Programming without using Goto is harder and in some cases needs more lines of code.
There was never any real evidence that Goto was harmful, as the article states people accepted it was harmful without any proof. The decisions to not use Goto was decided by managers with no real world programming experience.
Dijsktra was not arguing against GOTO per se, but rather against unstructured programming.
Using GOTO to implement structured programming constructs that did not exist in the language (e.g. JMP in asm) is fine.
https://github.com/golang/go/blob/master/src/strconv/atoi.go...
https://github.com/reyk/httpd/blob/master/httpd/httpd.c#L548
Goto can be very useful when used carefully, most often for a "cleanup" block, as used in the example above. It's especially common in C where the memory needs to be freed before exiting.
longjmp(BACK_TO_MAMA,1);
Never used this though.
In all seriousness: only just barely. I entered the undergraduate C.S. program at the U. of Kansas in 1983. The faculty were constantly saying, "We're doing structured programming now!" -- as if they weren't quite convinced yet, and needed to remind themselves.

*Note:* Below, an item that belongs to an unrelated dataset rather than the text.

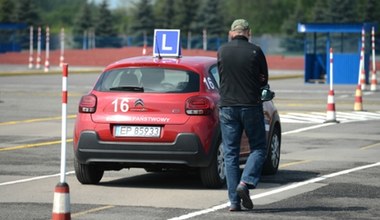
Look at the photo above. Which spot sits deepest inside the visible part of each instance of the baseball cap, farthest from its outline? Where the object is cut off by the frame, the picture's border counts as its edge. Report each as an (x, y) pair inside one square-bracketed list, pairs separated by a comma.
[(240, 24)]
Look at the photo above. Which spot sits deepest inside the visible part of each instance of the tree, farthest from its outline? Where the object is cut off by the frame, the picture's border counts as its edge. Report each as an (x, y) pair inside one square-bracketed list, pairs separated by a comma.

I think this letter does correctly point out that, while simple selection & iteration constructs are sufficient to do anything we want, concise, readable code requires more. And so now we have -- yes -- return, and also break, exceptions, etc. (I'm rather surprised that the idea of a multi-level break, which has been proposed for more than one PL, has never really caught on.)
P.S. Perhaps we could title your comment " 'GOTO Considered Harmful' Considered Harmful" Considered Harmful.
Imagine the authors horror had he witnessed the use of properties in modern object oriented languages! Of course, properties are almost always trivial for an optimizing compiler, or a JITC, to inline, and inlining is the mother of all optimizations.
(I would not be opposed to making the inner and outer loops separate functions with returns, either, though)
What the author said was true at the time, but has since been dealt with by having richer control constructs for goto-less ("jump anywhere") programming.
Optimizers have also gotten better over the years--it would be fairly easy to transform the idiomatic find-loop pattern based on flags to the one that uses the goto. There's also been a shift to using basic block-based optimizers, which means that the optimizer sees a loop statement and something built entirely of gotos as completely identical anyways.
So, in the end, the goto debate is moot: there's no real difference in performance either way these days, and we've renamed the goto instruction to break which sidesteps most of the puritanical section of the debate.
And there is a huge performance difference between a computed `goto` implementation of a VM vs. a switch-based one.
Break is not a substitute for any of this use cases.
[1]: http://www.cs.utexas.edu/users/EWD/ewd10xx/EWD1009.PDF
[2]: http://www.cs.utexas.edu/users/EWD/transcriptions/EWD10xx/EW... (transcription)
Even keeping in mind that it was written with tongue in cheek, Mr Dijkstra does sound like a bit of a jerk in this paper. Also, I think that this response actually validates Rubin's thesis: Dijkstra points to a number of bugs in the second and third versions of the program (i.e., those without GOTO), proving that the GOTO-less version is not only shorter, but easier to get right.